Portanto, o governo mantém uma previsão mais favorável do que outras instituições, como o Banco de Espanha, que prevê um avanço de 2,3% para este ano. Recentemente, a OCDE melhorou a previsão da economia espanhola e colocou a taxa de crescimento em 2,2% este ano. Isso é um décimo a mais do que a organização esperava num relatório anterior publicado em março.
Ao mesmo tempo, Moncloa também prevê que a economia espanhola cresça acima de 2% nos próximos três anos; Ou seja, até 2029.
A estas estimativas, ao longo das próximas semanas na preparação das contas públicas, juntar-se-á a aprovação do teto e a estabilidade do orçamento, que será anunciada após a realização do Conselho de Política Financeira e Económica em conjunto com as Comunidades Autónomas.

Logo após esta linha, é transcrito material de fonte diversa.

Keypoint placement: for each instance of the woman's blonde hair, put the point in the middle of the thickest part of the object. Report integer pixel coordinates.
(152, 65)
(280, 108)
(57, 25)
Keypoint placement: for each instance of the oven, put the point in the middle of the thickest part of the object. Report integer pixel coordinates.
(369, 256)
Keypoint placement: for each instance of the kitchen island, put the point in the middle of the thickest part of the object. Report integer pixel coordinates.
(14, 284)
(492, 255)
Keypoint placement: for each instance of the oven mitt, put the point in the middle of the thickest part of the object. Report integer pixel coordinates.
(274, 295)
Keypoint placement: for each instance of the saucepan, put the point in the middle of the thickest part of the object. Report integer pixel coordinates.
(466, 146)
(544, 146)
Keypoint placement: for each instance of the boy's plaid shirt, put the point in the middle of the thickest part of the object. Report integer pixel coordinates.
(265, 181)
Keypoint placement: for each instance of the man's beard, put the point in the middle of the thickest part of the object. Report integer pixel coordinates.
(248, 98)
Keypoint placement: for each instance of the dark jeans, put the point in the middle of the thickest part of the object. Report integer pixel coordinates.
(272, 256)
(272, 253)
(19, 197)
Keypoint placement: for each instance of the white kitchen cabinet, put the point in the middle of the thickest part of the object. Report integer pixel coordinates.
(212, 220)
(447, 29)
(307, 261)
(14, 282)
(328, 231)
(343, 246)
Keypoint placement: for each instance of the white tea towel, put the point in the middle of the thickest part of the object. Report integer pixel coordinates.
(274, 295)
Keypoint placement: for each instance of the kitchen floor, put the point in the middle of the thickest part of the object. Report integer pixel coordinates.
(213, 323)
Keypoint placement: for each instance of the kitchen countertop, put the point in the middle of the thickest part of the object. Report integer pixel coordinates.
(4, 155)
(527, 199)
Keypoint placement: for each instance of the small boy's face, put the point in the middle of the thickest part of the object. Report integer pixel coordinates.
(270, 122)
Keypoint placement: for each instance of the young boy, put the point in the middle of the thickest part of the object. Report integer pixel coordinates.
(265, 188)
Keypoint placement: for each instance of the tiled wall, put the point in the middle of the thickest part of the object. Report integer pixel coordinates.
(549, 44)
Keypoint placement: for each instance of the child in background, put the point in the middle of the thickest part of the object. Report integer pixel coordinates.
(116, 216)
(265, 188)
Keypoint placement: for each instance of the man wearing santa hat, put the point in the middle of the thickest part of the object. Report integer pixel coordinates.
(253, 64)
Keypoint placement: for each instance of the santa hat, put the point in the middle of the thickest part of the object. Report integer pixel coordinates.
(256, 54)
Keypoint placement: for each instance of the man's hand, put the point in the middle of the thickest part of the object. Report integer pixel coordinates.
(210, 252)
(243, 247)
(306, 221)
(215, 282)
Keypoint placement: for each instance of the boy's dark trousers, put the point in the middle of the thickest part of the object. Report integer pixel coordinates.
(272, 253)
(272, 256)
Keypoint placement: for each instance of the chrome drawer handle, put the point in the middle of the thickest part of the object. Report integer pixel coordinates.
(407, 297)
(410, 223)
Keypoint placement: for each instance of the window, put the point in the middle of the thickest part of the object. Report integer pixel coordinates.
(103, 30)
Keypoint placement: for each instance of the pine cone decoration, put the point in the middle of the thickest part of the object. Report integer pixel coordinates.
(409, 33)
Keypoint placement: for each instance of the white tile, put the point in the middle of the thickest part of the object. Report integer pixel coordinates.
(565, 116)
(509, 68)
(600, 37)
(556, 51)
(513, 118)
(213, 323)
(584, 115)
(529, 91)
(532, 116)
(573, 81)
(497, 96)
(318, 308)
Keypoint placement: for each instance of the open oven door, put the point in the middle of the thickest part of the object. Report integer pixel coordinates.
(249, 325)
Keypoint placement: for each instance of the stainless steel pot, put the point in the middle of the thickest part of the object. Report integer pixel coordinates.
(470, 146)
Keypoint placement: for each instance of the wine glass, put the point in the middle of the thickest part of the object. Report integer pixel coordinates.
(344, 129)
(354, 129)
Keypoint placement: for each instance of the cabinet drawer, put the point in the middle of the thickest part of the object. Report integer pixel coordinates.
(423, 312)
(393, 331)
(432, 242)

Tetos de gastos e objetivos de estabilização também influenciarão o PGE
A aprovação da tabela macro esta segunda-feira representa o primeiro ponto importante na apresentação do projeto de lei orçamental, embora o governo Sánchez tenha dificuldade em chegar a acordo com os vários grupos de parlamentares nas Cortes Gerais, que manifestaram descrença nesta matéria e descreveram a intenção de apresentar a PGE como um “anúncio de campanha pré-eleitoral” e também uma distração para as reivindicações dos cidadãos. Eleição repetida.